The living room walls of Winston’s Franklin Street house are filled with accolades and marquee moments in his life, which he loves to share. Some of these include a letter he received last year from former U.S. President Barack Obama, an award from the City of Natchez for his more than 70 years of service as a barber (he still cut hair on occasion up until the age of 105), and photos with local politicians such as Natchez Mayor Darryl Grennell.

Only a broken hip that Winston suffered earlier this year could slow him down: before that he was still getting around just fine.

Winston’s daughter, Helen Winston, said her father was still driving up until just a few years ago.

“We had to get the doctor to tell him to stop driving, because at 101, he was still driving,” Helen Winston said. “He got (upset) when we took the keys.”

But she said her father listened to his beloved doctor, Dr. Barry Tillman, who has cared many years for Jessie Winston.

So, what does someone get a person for Christmas who has been on this Earth for so long?

“Oh, anything,” Winston said.

Rather disinterested in talking about the present, Winston began to revisit his extensive past.

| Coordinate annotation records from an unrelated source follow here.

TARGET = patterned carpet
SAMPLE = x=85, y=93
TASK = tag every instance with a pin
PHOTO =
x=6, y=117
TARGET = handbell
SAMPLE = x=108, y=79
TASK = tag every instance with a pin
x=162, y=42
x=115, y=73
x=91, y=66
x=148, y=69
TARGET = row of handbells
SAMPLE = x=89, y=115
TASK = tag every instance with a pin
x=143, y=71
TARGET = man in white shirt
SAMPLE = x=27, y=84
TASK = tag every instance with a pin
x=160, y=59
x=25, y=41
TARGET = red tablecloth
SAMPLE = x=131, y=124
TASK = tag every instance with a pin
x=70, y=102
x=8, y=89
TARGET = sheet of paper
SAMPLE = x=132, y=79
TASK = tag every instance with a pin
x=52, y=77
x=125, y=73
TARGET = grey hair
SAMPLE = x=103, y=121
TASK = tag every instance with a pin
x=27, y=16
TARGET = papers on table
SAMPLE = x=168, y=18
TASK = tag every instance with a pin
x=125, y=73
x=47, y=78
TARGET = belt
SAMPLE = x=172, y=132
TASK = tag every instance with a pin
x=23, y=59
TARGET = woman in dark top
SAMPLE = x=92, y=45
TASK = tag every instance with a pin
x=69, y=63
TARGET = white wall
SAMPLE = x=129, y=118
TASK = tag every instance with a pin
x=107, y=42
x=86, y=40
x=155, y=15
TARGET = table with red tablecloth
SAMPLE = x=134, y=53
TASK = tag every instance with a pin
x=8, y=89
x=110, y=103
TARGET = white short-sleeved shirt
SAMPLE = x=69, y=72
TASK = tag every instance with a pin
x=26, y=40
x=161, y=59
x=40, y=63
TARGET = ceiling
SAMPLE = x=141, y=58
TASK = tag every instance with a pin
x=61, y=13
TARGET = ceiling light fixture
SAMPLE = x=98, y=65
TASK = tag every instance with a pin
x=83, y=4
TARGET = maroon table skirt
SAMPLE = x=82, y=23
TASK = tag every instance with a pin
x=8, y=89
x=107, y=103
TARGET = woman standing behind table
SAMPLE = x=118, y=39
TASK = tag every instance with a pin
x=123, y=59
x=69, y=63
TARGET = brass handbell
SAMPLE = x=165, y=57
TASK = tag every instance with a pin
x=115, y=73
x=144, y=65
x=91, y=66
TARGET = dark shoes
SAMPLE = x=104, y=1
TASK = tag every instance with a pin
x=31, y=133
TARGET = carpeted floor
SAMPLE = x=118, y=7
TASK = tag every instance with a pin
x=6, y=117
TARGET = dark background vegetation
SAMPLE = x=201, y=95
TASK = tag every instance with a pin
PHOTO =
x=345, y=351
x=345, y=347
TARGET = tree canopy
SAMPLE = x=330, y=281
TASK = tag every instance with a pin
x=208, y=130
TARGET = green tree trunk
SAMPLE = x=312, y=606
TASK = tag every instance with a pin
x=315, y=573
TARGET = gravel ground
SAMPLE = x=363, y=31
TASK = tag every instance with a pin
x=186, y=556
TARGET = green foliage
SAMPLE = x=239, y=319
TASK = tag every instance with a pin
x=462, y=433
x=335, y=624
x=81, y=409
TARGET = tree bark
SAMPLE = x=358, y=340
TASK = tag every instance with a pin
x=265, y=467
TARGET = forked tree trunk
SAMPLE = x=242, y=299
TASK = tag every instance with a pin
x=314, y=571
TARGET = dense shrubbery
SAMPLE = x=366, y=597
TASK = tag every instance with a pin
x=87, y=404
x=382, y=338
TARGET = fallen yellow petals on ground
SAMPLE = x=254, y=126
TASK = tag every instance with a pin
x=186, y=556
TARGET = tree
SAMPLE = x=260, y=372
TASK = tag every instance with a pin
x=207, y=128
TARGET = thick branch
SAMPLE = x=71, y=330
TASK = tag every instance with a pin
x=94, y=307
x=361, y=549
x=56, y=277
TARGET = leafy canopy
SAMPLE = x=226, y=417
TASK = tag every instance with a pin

He recalled his childhood, when Natchez was nothing but gravel streets and dirt roads. Back then, Winston said, he would see policemen walking detained subjects back to the jail, since the advent of automobiles had yet to come.

“They would put that pistol up and say, ‘Get up ahead of me, and don’t start nothing funny,’” Winston said, laughing at the antiquated thought. “There wasn’t no cars, you know? Policemen had to walk to the jail — don’t care how many miles it was, they had to walk it.”

He remembers the days when the “fire truck” was pulled by horses, when streetcars rolled through the streets of downtown Natchez.

But he also remembers the tragedies that befell the city, especially the Rhythm Nightclub Fire of 1940.

Winston, 29 at the time, said he visited the nightclub to grab a beer earlier that very day before the fire cost 209 people their lives.

“I was never in any danger, but I was there that day,” Winston said.

Today, Helen Winston plans to drive her father around and probably spend the holiday with other relatives who live in town.

And while there, odds are the now 107-year-old Jessie Winston might tell a story or two.

“I’ve seen a lot of things in my life,” Winston said.